Alain Royer1, Arnaud Mialon1,2, Michel Fily2, Ghislain Picard2
1Centre d'applications et de recherches en télédétection, Université de Sherbrooke, Sherbrooke Québec, Canada
2Laboratoire de glaciologie et géophysique de l'environnement, Grenoble, France
Abstract: Observing boreal and sub-polar ecosystems is important as they are suspected to evolve significantly in response to the expected increase in temperature for the next decades. This project deals with the development of a new method to derive the surface temperature over the northern latitude areas (>45°N) from satellite microwave measurements. The processed data are derived from the daily SSM/I (Special Sensor Microwave Imager) 25 km by 25 km resolution EASE-Grid Dataset, provided by the NSIDC, Boulder, CO.
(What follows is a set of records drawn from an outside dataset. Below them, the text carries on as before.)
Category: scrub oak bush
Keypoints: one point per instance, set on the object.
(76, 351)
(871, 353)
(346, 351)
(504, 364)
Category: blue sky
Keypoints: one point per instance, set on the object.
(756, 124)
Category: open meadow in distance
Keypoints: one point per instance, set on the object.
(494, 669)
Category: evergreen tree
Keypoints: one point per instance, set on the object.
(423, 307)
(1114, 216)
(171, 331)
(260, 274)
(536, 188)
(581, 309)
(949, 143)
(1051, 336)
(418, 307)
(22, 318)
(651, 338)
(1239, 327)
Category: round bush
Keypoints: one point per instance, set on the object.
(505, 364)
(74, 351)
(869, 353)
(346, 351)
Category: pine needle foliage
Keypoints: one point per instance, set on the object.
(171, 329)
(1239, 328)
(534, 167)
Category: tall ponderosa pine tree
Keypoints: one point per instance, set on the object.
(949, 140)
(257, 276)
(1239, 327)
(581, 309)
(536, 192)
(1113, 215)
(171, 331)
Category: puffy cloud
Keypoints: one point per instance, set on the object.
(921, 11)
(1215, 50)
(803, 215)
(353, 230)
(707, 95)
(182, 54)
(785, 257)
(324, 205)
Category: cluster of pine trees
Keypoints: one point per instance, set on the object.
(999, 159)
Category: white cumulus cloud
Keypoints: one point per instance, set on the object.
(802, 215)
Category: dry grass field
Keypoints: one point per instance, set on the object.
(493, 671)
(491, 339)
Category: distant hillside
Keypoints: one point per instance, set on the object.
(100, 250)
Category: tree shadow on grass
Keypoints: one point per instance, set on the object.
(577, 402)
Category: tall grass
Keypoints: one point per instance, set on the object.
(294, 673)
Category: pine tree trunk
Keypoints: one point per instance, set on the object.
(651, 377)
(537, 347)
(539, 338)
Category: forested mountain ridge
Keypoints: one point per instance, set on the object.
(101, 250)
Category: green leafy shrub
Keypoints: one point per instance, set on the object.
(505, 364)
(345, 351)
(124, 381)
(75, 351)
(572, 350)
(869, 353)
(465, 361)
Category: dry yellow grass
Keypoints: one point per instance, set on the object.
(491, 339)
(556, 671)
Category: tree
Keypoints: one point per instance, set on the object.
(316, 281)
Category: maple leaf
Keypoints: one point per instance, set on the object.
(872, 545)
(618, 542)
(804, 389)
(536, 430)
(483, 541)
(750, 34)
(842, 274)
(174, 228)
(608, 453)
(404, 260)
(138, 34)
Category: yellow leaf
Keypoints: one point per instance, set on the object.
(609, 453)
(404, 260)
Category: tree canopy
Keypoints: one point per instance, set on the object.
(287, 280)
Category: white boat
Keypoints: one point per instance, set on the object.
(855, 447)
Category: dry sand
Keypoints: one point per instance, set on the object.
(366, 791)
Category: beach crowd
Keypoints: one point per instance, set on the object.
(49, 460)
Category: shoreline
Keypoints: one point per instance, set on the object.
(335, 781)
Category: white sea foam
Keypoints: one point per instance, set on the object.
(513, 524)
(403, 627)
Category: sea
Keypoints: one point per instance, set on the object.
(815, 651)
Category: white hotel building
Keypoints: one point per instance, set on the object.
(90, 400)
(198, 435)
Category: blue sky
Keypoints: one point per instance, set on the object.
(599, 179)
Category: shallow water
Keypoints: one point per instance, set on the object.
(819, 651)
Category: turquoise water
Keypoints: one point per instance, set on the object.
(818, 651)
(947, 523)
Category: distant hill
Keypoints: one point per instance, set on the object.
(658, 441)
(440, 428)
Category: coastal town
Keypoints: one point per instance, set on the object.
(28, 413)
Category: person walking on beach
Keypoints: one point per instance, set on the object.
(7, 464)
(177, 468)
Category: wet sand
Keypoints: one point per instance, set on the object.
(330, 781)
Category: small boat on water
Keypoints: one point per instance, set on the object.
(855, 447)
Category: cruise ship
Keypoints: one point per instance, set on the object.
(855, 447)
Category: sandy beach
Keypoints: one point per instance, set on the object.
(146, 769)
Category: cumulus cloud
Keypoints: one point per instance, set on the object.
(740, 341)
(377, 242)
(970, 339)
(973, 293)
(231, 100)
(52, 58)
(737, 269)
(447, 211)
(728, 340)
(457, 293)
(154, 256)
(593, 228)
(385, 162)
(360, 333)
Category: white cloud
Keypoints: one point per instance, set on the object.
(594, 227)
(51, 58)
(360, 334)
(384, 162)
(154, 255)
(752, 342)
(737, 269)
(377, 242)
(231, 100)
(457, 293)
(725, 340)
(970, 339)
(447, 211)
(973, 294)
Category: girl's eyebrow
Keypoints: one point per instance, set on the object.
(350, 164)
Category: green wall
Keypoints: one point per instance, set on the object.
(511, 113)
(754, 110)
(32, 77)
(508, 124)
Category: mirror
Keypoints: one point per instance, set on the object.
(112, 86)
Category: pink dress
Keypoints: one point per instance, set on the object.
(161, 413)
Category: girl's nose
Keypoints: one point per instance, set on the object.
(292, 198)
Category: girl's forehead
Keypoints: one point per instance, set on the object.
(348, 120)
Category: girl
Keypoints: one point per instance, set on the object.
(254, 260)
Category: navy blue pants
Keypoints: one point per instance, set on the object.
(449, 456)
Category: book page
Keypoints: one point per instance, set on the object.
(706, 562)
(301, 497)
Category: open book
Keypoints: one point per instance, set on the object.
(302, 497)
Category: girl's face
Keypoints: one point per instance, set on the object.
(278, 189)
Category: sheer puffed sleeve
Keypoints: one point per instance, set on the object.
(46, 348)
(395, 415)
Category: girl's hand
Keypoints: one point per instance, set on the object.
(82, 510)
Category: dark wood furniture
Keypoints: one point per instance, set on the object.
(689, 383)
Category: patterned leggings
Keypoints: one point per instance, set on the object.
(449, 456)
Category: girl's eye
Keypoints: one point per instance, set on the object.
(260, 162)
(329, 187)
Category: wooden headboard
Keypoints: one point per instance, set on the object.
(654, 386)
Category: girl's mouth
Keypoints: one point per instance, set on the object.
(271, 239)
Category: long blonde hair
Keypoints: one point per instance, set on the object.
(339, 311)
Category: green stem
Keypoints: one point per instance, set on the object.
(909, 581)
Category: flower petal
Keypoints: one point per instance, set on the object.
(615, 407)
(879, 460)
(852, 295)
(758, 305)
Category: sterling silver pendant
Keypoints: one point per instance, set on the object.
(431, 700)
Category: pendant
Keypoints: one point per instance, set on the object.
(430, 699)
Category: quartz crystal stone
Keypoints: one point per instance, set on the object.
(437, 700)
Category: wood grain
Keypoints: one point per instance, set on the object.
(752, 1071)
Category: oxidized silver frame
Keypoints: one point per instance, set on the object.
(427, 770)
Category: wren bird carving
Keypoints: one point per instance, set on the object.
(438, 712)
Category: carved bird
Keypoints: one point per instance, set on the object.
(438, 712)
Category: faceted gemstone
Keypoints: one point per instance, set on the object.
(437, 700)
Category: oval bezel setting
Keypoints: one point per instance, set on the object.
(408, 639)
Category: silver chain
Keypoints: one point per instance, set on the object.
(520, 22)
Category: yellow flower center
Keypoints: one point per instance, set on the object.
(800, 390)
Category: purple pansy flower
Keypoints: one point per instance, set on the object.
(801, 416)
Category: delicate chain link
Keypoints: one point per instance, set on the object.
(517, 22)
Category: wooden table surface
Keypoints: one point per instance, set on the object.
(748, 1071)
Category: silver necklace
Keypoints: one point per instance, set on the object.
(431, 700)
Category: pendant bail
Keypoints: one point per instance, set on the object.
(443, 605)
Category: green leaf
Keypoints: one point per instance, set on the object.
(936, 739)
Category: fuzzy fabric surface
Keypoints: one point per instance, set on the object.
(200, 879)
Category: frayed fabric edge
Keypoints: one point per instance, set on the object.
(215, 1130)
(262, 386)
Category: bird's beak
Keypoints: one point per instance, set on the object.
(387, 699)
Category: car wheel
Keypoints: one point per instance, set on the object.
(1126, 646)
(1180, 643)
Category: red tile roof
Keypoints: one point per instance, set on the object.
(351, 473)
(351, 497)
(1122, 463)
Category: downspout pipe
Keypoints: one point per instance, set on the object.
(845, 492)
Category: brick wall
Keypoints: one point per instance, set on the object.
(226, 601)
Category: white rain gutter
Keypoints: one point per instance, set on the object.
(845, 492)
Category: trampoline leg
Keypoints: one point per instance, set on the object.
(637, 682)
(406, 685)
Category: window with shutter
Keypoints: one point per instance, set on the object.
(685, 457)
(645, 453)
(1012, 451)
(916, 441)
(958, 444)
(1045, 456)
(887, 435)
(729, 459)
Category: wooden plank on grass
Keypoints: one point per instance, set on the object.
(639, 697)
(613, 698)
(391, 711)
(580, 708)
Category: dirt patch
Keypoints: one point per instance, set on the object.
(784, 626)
Decoupling temperature and emissivity in the measured brightness temperature at 19 and 37 GHz is based on a linear relationship between the emissivities in the vertical and horizontal polarizations over snow- and ice-free land surfaces (Fily et al., 2003, RSE, vol. 85). As the seasonal behavior of the snow cover extent dynamics is strongly variable, the snow- and -ice contaminated pixels have been carefully determined on a pixel-by-pixel basis, using a normalized difference brightness temperature Index [DTb = (37V-19V)/19V]. The proposed approach allows deriving two surface geophysical parameters: the fraction of water surface (FWS) from emissivities and the surface temperature. As passive microwaves are very sensitive to liquid water, the emisivity is related to inundated surfaces (open water, small lakes and reservoirs), wetlands (bogs, swamps associated with low vegetation) and to a lesser extent, soil and vegetation humidity. The second parameter is a near-surface temperature characterizing the surface and the air above the ground over vegetated and forested areas. A method to normalize the temperature is presented to overcome the variation of the time acquisition of data (variable overpass time, differences between satellites and satellite drift), as well as to interpolate missing data. The normalization method uses a diurnal cycle model derived from the ECMWF ERA40 re-analysis (2.5° resolution dataset), which is fitted to the two satellite measurements available per day. The derived parameter is thus a consistent hourly series of temperature during the summer (without snow), The mean accuracy is of the order of 2.5 - 3 K compared with synchronous in situ air temperature, and other gridded datasets.
The results are discussed according to the methodology used (assumptions, sensitivity to the atmosphere, limitations). The derived seasonal dynamics and interannual variations of both FWS (wetland and inundated surface) and temperature are briefly shown for the 1992-2002 period over Canada and Alaska (Mialon et al., 2005, JGR; Mialon et al., 2006, JAM, submitted).